What weighed heavier was the truth I couldn’t escape.
I had been brutal with her.
The realization hit hard, settling in my gut with sickening clarity. I didn’t know what had come over me—what twisted impulse had made me push, corner, claim space I hadn’t earned yet.
And watching her run… that fear in her eyes… It told me everything I needed to know.
At that moment, I wasn’t safe to her.
She didn’t trust me. And why would she? She ran because she felt trapped. Because she felt threatened. Because I had given her every reason to believe I couldn’t be trusted with her heart - or her safety.
My jaw tightened painfully as another image burned into my mind: her running toward Professor Asher.
I didn’t have proof. Not yet. Nothing solid. But I knew. I felt it. Something was going on between them.
Something I hadn’t uncovered yet, something that made my chest twist with fury and jealousy.
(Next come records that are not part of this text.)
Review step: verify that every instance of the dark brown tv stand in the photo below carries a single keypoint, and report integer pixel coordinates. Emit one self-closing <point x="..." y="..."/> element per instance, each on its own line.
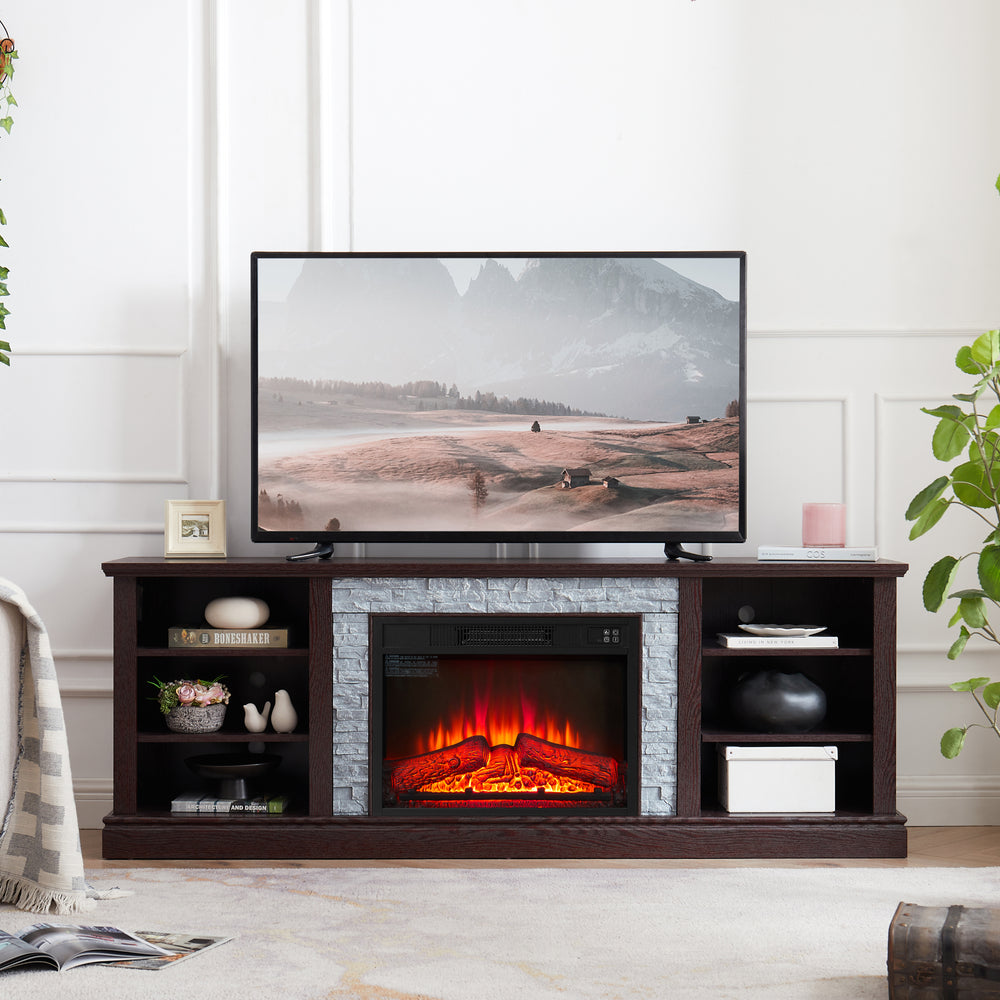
<point x="857" y="601"/>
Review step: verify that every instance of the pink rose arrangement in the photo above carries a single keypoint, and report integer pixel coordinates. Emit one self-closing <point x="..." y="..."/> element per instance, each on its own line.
<point x="198" y="693"/>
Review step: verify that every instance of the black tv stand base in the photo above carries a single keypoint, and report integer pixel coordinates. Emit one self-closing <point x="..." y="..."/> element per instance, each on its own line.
<point x="675" y="551"/>
<point x="323" y="550"/>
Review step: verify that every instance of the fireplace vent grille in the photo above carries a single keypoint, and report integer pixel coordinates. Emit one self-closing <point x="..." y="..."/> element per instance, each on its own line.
<point x="495" y="635"/>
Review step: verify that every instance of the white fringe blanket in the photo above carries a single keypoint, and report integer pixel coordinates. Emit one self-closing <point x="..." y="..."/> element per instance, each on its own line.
<point x="41" y="866"/>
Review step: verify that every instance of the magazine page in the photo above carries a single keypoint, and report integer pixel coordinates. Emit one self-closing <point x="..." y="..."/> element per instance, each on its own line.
<point x="15" y="952"/>
<point x="180" y="946"/>
<point x="70" y="945"/>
And then there was the mark.
That damn mark.
For it to appear on her skin at all meant one thing—she was mated. Bound to someone else by fate itself.
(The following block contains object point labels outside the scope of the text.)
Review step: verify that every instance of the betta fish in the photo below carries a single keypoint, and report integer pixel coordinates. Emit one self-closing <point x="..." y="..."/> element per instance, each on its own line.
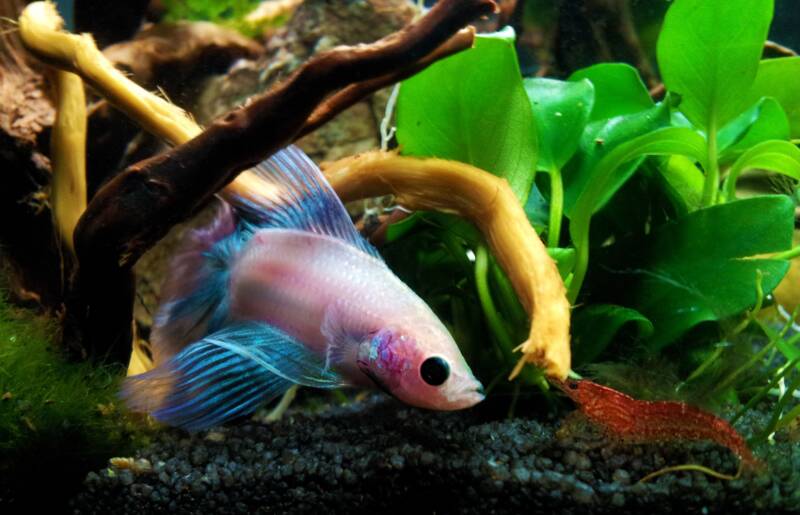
<point x="281" y="289"/>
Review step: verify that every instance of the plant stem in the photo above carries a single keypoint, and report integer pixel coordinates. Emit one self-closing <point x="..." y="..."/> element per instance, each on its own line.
<point x="711" y="187"/>
<point x="765" y="390"/>
<point x="731" y="378"/>
<point x="789" y="254"/>
<point x="496" y="324"/>
<point x="581" y="263"/>
<point x="556" y="207"/>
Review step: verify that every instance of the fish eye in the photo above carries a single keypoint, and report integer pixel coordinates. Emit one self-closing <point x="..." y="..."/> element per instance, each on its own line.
<point x="435" y="371"/>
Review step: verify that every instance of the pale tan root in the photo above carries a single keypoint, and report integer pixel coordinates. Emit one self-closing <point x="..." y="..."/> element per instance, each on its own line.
<point x="487" y="201"/>
<point x="68" y="155"/>
<point x="425" y="184"/>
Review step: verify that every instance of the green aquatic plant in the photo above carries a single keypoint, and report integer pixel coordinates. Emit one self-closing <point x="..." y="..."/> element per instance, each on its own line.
<point x="230" y="13"/>
<point x="637" y="199"/>
<point x="58" y="419"/>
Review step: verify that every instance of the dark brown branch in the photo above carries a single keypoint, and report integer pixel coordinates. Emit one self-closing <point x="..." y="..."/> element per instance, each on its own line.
<point x="134" y="210"/>
<point x="350" y="95"/>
A bitter laugh scraped out of my throat as a name briefly crossed my mind… before I shoved it aside.
No. Not him. Not yet. I refused to accept it.
Because even though tonight hadn’t gone the way I’d imagined—hadn’t gone anywhere near it—I wasn’t done. Not even close.
Why should I be? Why should I walk away again, like I had before?
All I needed was a solution.
A way to erase the mark.
My breathing steadied as the thought rooted itself in my mind, dark and comforting all at once.
If the mark was gone, everything would fall back into place. Clara wouldn’t be tied to anyone else.
Fate wouldn’t stand between us. And I could finally have what I wanted—what I deserved this time.
What made it worse—what truly ignited something dangerous inside me—was the fact that she didn’t even know.
She had no idea there was a mark on her skin. No idea what it meant. No idea that her life was already being pulled toward someone she hadn’t chosen.
How could she know? The mark was always invisible to the one who bore it. A cruel joke of the universe—keeping them blissfully ignorant until it was too late.
Which meant the timing was perfect.
Erase it now, before she ever finds out. Before she learns who she’s mated to. Before fate tightens its grip around her completely.
Because once she knew—once she understood—that would be worse. Far worse.
I couldn’t allow that.
I wouldn’t allow that.
The thought sent a dark calm washing over me, chilling in its certainty. I didn’t care who the hell she was mated to. I didn’t care what fate had planned.
At that point—and even now—there was only one truth that mattered.
Clara Bennett was going to be mine.
Mine alone.
And if that meant crossing lines… taking risks… even removing certain obstacles from my path—then so be it. I had already lost once by walking away. I wouldn’t make the same mistake twice.
Not when I was finally in love.
Not when I was already too far gone.